『軽井沢ジャーナル』 第一章 -2-


    *

 軽井沢に引っ越すことを決めたときから、僕の人生の中で最も目まぐるしい二週間が始まった。父が死んだ後のバタバタや締め切り前の忙しさとはタイプの違う目まぐるしさだ。物理的な力仕事が加わっていたこともあるだろうが、なにより違うのは今回は終わったときに新しいことが待っているという嬉しい忙しさだということだ。

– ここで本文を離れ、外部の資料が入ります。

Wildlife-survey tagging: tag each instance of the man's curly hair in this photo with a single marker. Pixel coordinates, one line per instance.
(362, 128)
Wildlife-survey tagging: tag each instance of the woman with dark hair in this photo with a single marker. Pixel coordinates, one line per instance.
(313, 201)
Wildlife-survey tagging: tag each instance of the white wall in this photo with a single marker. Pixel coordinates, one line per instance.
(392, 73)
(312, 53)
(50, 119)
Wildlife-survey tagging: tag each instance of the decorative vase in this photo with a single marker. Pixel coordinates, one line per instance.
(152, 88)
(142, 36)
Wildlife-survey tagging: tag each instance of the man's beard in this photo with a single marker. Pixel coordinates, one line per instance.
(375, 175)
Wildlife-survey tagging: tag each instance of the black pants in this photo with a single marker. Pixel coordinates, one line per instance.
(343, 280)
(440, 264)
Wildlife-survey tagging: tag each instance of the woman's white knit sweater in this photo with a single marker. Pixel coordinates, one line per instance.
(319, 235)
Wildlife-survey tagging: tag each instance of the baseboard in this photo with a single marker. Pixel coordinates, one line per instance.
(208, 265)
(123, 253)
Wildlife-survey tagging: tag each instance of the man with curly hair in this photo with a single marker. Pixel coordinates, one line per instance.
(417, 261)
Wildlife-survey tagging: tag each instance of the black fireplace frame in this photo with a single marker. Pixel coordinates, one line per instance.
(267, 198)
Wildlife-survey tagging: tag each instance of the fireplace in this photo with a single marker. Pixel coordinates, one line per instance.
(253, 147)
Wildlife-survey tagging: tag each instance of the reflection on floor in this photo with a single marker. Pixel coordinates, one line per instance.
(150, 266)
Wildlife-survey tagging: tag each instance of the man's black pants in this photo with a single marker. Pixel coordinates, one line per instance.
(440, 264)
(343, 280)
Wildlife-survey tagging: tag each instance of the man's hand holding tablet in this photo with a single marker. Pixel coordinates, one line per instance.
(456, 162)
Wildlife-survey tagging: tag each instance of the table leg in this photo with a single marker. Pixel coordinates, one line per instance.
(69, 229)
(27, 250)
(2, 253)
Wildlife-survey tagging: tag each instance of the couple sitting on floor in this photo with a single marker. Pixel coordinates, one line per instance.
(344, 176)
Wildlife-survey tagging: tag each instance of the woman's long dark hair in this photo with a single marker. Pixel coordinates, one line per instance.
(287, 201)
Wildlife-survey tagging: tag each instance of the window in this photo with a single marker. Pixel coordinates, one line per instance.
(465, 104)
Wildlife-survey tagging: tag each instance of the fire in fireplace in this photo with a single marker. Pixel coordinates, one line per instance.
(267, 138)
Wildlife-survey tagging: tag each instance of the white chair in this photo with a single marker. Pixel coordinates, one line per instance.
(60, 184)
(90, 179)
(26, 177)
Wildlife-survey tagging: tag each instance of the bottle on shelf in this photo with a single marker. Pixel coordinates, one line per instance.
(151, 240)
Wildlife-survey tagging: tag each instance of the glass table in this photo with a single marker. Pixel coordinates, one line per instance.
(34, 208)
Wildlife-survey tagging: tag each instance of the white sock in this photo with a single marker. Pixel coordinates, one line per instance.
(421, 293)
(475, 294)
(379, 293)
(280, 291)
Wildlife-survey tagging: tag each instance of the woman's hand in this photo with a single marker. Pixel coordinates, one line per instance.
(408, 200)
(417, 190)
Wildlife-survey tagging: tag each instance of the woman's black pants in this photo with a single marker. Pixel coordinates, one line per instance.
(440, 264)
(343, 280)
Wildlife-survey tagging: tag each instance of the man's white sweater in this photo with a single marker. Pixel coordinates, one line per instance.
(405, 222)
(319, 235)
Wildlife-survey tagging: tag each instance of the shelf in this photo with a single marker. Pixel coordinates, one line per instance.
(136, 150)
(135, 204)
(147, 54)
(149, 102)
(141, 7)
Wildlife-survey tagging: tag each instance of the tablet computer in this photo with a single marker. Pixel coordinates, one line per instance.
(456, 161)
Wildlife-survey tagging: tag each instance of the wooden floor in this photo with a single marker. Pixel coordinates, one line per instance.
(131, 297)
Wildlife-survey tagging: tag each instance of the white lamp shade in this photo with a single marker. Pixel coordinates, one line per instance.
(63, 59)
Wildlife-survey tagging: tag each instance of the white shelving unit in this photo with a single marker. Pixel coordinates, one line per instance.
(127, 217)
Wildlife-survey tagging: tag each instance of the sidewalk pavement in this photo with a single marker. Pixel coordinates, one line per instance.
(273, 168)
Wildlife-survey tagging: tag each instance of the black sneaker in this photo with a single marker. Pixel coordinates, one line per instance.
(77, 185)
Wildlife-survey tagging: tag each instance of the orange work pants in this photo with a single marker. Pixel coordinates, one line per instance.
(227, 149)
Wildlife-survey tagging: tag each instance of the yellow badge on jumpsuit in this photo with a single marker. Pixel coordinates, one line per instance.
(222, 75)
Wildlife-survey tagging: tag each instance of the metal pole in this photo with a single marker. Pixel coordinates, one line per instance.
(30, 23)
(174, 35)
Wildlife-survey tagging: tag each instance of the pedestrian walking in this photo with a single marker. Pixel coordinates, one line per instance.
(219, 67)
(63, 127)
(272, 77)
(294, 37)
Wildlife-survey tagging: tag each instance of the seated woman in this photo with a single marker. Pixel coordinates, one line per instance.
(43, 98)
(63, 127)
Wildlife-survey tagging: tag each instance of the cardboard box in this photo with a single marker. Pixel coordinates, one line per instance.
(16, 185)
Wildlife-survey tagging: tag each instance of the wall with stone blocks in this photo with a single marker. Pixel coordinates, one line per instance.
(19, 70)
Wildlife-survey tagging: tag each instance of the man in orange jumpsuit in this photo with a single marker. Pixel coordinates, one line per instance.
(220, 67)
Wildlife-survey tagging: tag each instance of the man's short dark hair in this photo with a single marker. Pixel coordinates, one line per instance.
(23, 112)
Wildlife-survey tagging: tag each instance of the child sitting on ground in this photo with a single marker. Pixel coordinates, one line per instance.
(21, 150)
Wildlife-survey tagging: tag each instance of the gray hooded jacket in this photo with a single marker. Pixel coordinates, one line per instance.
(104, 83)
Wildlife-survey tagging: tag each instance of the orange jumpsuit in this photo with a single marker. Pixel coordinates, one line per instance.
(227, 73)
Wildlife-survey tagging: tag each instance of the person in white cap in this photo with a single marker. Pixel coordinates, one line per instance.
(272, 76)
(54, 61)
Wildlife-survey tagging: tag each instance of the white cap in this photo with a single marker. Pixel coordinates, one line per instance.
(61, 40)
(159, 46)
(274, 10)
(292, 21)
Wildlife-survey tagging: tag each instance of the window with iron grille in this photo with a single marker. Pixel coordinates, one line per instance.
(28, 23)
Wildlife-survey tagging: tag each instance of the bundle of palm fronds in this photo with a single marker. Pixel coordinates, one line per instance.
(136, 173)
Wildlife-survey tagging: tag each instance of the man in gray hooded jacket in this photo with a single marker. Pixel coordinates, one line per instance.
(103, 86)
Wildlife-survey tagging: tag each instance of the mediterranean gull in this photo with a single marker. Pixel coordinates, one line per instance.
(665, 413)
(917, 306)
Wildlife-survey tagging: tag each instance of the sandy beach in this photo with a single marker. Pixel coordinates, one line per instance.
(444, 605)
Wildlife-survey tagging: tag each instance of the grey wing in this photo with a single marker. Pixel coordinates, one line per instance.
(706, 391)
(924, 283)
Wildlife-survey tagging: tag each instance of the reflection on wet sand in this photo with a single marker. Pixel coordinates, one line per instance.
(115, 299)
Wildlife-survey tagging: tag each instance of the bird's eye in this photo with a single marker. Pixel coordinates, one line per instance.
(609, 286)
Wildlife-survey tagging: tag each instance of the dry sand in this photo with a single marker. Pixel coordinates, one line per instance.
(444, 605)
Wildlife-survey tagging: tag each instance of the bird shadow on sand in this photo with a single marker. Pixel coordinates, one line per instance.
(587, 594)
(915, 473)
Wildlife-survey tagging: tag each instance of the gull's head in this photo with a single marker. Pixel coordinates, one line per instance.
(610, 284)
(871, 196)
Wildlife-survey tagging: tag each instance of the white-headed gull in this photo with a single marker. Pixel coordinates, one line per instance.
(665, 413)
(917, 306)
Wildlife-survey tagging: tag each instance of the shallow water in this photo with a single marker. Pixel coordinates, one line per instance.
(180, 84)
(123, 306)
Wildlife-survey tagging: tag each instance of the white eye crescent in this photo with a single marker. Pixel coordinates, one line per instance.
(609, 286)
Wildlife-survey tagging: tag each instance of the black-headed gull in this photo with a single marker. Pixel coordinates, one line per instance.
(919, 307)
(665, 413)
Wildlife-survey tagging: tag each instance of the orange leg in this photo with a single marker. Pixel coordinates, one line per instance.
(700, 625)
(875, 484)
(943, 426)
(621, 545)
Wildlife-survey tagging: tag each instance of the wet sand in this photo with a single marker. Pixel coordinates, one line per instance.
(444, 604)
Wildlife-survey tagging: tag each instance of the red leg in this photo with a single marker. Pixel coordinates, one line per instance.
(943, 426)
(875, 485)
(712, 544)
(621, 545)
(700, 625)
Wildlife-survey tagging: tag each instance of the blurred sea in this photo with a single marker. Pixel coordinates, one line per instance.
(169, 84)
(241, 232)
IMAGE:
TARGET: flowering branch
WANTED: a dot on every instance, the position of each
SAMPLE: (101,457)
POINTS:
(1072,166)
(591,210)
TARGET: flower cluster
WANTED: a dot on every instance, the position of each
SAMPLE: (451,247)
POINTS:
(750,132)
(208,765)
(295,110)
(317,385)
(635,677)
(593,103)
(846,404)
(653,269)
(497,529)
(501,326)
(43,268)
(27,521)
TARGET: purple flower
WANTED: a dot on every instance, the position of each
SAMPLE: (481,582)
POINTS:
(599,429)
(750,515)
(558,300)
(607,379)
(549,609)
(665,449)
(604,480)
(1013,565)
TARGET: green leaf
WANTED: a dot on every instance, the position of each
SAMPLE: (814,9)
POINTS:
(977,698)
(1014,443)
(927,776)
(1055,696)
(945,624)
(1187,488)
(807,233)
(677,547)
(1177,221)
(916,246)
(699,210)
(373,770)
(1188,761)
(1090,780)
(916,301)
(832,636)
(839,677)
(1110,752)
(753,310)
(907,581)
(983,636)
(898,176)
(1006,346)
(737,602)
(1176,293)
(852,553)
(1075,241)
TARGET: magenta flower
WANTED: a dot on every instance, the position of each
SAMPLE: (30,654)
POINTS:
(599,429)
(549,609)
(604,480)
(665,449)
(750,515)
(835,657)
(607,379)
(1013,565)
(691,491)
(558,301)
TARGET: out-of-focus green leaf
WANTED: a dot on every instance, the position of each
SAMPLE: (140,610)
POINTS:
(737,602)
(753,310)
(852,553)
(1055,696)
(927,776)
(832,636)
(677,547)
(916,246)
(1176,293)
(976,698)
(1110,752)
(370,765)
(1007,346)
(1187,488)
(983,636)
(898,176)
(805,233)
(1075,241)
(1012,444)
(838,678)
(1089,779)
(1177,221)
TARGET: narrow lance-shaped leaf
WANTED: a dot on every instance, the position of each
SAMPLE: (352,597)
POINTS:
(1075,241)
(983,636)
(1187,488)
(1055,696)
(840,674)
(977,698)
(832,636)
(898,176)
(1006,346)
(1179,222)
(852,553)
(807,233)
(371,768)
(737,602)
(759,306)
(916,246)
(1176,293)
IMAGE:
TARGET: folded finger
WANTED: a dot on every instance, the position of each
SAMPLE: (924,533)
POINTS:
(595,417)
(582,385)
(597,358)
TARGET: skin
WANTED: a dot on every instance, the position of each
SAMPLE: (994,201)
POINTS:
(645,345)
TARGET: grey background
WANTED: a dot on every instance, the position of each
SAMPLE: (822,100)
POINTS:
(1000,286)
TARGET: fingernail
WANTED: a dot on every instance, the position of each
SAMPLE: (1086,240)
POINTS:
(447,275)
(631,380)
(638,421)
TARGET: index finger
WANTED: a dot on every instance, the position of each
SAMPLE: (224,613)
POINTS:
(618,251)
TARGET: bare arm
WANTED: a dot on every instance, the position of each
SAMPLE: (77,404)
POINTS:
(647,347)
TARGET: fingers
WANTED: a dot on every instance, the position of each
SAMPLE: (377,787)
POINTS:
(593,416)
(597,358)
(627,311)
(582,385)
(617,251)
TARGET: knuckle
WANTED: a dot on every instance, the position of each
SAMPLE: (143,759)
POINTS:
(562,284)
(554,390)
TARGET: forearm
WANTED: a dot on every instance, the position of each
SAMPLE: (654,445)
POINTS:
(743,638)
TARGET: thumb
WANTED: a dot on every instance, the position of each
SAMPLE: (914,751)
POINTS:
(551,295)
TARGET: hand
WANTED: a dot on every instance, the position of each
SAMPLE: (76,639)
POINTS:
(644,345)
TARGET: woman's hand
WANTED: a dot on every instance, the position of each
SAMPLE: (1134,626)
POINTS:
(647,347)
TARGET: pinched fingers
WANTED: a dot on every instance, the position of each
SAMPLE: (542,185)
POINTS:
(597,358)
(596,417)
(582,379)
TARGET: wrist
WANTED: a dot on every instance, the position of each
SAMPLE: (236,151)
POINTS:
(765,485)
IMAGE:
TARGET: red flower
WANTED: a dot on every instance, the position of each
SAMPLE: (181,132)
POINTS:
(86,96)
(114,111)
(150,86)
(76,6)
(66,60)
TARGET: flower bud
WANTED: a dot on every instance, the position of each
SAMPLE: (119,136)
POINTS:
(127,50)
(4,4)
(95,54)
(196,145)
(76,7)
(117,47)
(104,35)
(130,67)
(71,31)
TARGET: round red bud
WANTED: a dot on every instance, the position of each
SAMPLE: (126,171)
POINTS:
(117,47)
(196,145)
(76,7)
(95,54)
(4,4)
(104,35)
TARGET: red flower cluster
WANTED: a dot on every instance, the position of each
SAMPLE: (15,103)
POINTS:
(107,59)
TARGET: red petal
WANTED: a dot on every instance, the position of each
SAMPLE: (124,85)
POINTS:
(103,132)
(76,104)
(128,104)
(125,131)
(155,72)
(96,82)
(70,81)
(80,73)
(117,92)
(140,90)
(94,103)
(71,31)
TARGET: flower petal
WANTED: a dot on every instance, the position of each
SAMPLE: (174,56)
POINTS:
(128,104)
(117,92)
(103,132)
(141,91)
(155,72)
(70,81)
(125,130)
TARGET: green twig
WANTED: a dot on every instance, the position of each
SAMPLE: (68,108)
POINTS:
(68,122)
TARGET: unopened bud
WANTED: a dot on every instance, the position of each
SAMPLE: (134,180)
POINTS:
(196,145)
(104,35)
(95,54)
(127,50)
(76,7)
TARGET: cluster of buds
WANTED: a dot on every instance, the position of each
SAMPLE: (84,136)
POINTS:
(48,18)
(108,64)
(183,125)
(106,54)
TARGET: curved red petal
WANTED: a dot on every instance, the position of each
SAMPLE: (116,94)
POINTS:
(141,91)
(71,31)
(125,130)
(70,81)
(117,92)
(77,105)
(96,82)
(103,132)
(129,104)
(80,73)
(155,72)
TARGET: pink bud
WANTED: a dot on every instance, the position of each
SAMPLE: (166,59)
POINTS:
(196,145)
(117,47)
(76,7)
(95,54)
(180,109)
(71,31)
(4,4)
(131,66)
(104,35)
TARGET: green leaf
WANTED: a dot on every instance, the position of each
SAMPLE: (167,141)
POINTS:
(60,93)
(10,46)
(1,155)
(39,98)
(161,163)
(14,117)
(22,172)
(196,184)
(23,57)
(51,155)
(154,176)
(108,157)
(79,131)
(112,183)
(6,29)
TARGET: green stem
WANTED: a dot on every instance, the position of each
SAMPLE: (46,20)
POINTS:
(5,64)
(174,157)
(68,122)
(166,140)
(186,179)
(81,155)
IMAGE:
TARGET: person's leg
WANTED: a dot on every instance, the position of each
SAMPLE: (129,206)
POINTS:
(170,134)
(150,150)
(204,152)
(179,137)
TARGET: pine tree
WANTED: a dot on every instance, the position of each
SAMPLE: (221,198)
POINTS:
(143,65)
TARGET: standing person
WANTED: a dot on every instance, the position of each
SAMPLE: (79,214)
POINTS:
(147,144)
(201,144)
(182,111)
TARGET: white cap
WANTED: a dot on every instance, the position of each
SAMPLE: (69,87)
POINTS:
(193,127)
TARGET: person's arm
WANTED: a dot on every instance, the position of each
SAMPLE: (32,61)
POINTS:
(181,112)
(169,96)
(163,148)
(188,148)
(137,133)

 東京のマンションは売却することも考えたが、結婚して関西に住んでいた美緒の旦那さんが東京に転勤になり、住むところを探しているという絶妙のタイミングだったので妹夫婦に貸すことにした。どんな神様の采配だよ。それなら軽井沢に持っていくまでもない家具や荷物を少し置いたままにしてもらえる。
 だが、妹夫婦が到着する前に部屋の中にふたり分の荷物を入れるスペースを作らなければならなかった。僕のマンションで一番場所を取っていたのはアシスタントたちが使っていた机なので、それは古道具を扱う業者を呼んで二束三文で引き取ってもらった。机と回転椅子が六つずつ。スクリーントーンを入れていたプラスチック製の引き出しと資料が詰まったスチール製の巨大な整理棚も処分した。
 数年前に作画を全てデジタル化してからトーンは使わなくなっていたのに、これまで思い切りが足りずに捨てられなかったのだ。そして資料はもうインターネットでいくらでも検索することができる。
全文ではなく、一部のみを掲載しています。